The Notes were issued at an issue price of 96.172% and bear interest at a
rate of 9.75% per annum. Interest on the Notes is payable on June 1 and December
1 of each year, beginning on December 1, 2009. The Notes will mature on June 1,
2019.
At any time prior to June 1, 2014, the Company may redeem some or all of the
Notes at a "make whole" redemption price. In addition, prior to June 1, 2012,
the Company may redeem up to 35% of the
Notes with the proceeds of certain equity offerings. The Company may also redeem
some or all of the Notes on or after June 1, 2014 for cash at the redemption
prices set forth in the Indenture. If the Company sells certain assets or
experiences specific kinds of change of control, it may be required to offer to
purchase the Notes.
The Notes are the Company's senior unsecured obligations, and are effectively
subordinate to all of the Company's existing and future secured indebtedness to
the extent of the value of the collateral securing such indebtedness,
structurally subordinate to all existing and future indebtedness and other
liabilities of the Company's subsidiaries, equal in right of payment to all of
the Company's existing and future indebtedness that is not by its terms
subordinated to the Notes and senior in right of payment to all of the Company's
existing and future subordinated indebtedness. The Notes are jointly and
severally guaranteed on a senior unsecured basis by substantially all of the
Company's domestic subsidiaries that have outstanding, incur or guarantee other
specified indebtedness.
The offering of the Notes was made pursuant to the Company's Registration
Statement.
The foregoing description of the Indenture and the Notes does not purport to
be complete and is qualified in its entirety by reference to the full text of
the Indenture and the form of Notes (included in the Indenture), which is filed
as Exhibit 4.1 herewith and incorporated by reference herein and are to be
incorporated by reference in their entirety into the Registration Statement.

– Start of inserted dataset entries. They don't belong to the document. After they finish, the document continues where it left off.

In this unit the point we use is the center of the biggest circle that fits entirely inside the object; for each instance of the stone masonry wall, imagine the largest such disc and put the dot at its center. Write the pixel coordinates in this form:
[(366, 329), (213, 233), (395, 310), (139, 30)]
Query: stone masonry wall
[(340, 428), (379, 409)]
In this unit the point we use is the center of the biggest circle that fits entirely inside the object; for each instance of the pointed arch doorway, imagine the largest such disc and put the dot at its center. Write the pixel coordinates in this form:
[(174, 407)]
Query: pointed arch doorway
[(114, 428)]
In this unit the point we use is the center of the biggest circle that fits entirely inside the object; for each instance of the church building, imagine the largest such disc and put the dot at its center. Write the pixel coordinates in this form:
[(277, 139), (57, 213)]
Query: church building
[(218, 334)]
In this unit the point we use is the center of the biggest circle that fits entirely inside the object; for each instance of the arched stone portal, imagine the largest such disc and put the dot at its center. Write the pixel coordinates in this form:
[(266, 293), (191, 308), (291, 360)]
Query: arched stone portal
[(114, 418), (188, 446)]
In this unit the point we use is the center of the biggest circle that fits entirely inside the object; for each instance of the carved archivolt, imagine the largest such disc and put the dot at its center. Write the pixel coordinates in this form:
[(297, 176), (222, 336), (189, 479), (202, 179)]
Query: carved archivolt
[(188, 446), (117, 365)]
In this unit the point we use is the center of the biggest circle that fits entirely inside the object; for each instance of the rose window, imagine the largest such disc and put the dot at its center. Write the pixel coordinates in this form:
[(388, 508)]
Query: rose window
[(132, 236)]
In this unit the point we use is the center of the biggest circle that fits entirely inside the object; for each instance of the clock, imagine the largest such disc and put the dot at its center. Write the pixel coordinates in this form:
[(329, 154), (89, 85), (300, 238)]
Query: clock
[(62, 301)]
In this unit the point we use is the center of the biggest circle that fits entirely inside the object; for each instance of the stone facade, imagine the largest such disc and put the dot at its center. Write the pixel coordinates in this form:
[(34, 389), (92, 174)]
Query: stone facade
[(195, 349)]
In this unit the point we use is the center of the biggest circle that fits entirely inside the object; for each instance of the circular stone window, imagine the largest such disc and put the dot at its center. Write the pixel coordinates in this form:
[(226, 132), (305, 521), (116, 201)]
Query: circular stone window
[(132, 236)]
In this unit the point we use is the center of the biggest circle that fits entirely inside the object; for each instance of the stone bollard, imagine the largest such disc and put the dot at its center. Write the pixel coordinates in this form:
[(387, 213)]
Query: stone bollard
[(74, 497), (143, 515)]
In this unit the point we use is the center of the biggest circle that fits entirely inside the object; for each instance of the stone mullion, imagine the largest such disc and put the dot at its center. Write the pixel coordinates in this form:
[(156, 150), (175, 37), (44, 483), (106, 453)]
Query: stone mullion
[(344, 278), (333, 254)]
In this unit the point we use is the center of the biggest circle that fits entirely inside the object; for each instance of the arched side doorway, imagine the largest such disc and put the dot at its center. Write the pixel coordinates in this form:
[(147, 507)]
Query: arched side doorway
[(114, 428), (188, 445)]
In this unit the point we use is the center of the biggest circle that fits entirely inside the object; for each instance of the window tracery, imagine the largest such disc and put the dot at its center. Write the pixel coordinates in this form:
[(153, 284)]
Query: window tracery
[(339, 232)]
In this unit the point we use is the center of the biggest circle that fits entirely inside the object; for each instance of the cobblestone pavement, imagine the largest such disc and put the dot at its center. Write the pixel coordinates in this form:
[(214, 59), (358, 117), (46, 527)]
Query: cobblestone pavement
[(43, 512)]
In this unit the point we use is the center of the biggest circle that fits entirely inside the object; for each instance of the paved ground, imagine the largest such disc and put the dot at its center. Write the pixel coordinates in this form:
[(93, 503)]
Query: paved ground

Item 9.01 Financial Statements and Exhibits
(d) Exhibits
Exhibit No. Description
1.1 Underwriting Agreement, dated June 2, 2009, among Tesoro
Corporation, certain subsidiary guarantors and J.P. Morgan
Securities Inc.
4.1 Indenture (including form of note), among Tesoro Corporation,
certain subsidiary guarantors and U.S. Bank National Association, as
trustee, relating to the Senior Notes due 2019.